A lei dos pobres
por JOÃO CÉSAR DAS
NEVES
Em tempos a lei ocupava-se de culpados e
criminosos; agora trata sobretudo de inocentes em actividades pacíficas,
subitamente fora da lei. Os motivos dessas proibições e castigos são sempre
excelentes; o resultado é perda de liberdade.
Exemplo recente são os sacos de plástico,
passando de banalidade a multa. De repente, transformou-se em transgressão
grave, certamente por razões poderosas, aliás longamente escalpelizadas na
imprensa. É impressionante o esforço legislativo, inspectivo e produtivo
envolvido nesta grave questão que, até há semanas, era corrente e vulgar. Nunca
o humilde saquinho julgou merecer tanta notoriedade.
Antes desta moda eram outros os
comportamentos ordinários que mereciam a atenção das autoridades. Elas já nos
tinham protegido dos bandidos que nos queriam assassinar com brindes de
bolo-rei, gasolina com chumbo ou sabonetes sólidos e toalhas de pano em casas
de banho públicas. Se alguém perguntar, por exemplo, o que faziam os nossos
vigilantes legisladores enquanto se desenrolavam os sérios casos de corrupção e
fraude financeira agora denunciados, a resposta é que, além de decretarem a
ortografia, reprovando alunos que escrevam como sempre, andavam a erradicar os
terríveis terroristas conhecidos como fumadores ou bebés causadores de incómodos
socioeconómicos.
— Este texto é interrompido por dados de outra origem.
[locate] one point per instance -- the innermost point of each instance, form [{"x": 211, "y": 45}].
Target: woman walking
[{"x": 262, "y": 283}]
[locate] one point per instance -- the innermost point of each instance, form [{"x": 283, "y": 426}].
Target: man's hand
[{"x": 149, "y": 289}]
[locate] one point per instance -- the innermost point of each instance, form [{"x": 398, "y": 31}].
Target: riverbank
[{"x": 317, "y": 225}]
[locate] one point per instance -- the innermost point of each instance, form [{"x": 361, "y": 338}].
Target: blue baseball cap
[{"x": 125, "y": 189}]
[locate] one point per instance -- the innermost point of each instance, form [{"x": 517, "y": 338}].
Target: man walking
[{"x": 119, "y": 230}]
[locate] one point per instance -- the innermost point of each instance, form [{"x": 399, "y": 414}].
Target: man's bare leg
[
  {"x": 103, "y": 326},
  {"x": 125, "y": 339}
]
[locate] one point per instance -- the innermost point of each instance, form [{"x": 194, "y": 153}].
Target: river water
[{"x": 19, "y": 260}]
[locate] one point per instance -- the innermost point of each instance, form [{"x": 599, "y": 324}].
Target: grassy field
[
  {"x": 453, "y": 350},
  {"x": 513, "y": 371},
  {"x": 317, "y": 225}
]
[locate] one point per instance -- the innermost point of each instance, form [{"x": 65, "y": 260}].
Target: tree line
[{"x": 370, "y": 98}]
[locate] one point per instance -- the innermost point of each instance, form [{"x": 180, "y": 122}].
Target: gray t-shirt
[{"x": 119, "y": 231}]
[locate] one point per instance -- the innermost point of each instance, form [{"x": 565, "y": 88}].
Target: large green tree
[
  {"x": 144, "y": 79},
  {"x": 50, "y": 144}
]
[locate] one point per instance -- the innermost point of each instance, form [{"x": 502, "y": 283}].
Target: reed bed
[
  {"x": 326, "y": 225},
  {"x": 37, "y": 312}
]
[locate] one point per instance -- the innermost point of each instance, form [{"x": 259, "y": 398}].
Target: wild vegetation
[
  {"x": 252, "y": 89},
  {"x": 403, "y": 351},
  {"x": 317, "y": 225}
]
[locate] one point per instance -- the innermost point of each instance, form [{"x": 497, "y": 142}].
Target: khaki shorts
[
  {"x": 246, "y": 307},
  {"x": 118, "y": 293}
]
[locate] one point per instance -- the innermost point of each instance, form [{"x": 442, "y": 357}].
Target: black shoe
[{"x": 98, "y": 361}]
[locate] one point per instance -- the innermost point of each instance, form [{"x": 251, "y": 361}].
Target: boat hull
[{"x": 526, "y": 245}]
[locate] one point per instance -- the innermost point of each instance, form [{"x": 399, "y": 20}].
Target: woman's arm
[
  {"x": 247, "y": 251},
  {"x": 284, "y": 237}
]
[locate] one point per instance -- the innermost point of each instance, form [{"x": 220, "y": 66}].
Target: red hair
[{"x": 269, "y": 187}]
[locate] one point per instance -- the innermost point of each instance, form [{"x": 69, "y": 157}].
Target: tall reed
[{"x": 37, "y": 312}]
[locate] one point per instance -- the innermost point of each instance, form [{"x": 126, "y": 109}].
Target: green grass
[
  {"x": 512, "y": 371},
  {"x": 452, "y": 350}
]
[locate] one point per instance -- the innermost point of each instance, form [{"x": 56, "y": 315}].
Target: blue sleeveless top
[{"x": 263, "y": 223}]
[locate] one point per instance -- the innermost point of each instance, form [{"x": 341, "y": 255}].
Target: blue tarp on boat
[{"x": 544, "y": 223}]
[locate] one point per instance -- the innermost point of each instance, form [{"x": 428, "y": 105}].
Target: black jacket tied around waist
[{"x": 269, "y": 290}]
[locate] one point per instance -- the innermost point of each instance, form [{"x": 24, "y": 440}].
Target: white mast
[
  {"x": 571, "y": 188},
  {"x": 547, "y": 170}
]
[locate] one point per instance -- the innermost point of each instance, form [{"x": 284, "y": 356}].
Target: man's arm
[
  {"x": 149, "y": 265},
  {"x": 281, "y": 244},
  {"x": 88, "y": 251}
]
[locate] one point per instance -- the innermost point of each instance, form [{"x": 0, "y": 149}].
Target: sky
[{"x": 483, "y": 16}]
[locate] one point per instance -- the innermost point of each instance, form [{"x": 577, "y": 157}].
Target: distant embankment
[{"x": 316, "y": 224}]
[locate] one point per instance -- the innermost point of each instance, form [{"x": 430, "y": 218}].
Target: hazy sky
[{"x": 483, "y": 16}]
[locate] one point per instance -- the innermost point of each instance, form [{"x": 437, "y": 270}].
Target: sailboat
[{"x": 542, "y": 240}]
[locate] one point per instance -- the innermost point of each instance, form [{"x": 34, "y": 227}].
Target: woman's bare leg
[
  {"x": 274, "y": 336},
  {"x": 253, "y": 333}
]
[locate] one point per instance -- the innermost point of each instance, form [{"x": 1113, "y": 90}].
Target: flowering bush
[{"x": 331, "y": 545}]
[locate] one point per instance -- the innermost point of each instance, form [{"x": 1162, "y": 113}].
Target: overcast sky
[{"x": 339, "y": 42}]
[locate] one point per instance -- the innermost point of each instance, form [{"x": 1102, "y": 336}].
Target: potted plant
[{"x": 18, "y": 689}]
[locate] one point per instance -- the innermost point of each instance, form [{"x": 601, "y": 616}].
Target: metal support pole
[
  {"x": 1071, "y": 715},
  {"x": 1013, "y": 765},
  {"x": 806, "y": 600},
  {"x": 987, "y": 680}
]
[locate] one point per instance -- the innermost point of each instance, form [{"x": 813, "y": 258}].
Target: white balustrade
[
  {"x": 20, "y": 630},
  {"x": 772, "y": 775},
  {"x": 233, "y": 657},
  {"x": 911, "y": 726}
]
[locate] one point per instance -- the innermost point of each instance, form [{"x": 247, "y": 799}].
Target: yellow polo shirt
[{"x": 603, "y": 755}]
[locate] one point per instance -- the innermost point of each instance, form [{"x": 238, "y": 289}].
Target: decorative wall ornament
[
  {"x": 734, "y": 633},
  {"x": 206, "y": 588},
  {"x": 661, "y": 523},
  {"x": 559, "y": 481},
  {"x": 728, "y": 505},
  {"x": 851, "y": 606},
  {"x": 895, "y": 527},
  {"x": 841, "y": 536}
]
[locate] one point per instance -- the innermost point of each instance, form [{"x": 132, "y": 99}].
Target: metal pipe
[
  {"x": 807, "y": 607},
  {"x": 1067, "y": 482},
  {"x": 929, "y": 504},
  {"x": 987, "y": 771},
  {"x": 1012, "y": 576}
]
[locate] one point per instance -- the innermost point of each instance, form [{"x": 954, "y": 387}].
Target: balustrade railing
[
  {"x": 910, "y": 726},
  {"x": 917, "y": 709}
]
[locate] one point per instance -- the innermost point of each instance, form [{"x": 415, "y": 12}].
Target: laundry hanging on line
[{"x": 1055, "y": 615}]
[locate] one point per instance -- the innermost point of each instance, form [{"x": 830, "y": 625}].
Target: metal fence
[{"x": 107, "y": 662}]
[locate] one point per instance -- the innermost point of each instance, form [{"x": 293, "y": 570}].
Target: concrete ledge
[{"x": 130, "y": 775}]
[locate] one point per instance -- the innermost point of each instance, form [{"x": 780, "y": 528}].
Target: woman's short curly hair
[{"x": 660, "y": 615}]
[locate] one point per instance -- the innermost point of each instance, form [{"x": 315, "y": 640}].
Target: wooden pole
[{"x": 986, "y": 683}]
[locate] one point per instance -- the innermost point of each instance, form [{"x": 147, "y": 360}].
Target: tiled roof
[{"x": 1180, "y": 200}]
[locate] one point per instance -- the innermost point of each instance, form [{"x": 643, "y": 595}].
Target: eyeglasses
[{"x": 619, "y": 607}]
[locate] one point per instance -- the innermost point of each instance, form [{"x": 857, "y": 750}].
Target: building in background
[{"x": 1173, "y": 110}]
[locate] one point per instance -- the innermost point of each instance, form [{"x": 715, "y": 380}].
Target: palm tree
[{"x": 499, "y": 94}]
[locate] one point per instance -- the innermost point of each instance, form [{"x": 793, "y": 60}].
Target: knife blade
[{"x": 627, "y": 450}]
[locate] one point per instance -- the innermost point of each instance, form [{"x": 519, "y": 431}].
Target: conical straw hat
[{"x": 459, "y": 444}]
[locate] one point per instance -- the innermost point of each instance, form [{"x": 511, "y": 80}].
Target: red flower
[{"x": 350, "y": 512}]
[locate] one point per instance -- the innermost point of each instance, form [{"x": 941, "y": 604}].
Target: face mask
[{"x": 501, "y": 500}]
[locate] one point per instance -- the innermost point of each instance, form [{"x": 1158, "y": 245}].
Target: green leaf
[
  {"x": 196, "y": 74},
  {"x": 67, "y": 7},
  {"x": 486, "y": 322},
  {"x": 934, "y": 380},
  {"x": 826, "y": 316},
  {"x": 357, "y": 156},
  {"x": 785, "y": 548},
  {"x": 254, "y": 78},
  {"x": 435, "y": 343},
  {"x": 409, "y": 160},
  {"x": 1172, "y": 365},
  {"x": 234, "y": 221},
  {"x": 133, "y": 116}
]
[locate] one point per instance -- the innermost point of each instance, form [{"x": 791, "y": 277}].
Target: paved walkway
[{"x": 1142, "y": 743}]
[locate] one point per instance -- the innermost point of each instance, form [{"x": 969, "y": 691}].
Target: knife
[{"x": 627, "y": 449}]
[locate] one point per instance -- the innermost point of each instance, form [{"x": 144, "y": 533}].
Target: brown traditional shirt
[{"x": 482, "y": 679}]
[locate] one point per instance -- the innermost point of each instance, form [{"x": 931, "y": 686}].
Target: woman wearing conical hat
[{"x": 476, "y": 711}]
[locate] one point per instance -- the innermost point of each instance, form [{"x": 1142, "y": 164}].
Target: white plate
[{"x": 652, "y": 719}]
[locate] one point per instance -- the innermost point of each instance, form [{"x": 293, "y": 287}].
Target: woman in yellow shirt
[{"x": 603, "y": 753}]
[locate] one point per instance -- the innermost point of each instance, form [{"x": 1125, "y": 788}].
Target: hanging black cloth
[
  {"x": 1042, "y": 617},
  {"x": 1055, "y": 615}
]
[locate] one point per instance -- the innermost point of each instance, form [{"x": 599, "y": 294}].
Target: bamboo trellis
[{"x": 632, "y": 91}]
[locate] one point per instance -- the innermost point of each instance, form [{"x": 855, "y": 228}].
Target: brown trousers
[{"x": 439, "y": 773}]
Estes últimos foram mesmo condenados à morte, pena
alegadamente abolida em 1867.
Felizmente, hoje estamos devidamente
defendidos de algumas graves práticas criminosas como, por exemplo, guiar um
carro. As centenas de exigências, imposições e regulamentos a cumprir só para
ter automóvel, mesmo que não se atreva a andar com ele, mostram bem a
severidade dessa sinistra actividade. Ultimamente ficou mesmo proibido de
circular em certas zonas de Lisboa, talvez devido a horrores inconfessáveis
praticados pelos motoristas com carros velhos, que por isso perdem os direitos
mais básicos de cidadania: podem passar, mas a pé.
Imagine que alguém ousa vender produtos
alimentares. Nada mais perigoso, nocivo e prejudicial do que esse terrível
desplante. Ter um restaurante ou café é hoje um descaramento mais severamente
vigiado, regulado e castigado do que a maior parte dos ladrões ou meliantes. Se
os comerciantes são perseguidos, os produtores ainda serão tolerados, desde que
não se atrevam a vender fruta, legumes, lacticínios e outros produtos perigosos
sem as devidas cautelas. Se não se sujeitarem a inúmeras regras, processos,
custos e licenças, tais substâncias só servem para consumo próprio ou ofertas a
amigos. É mais complicado vender pão do que pornografia ou armas de fogo.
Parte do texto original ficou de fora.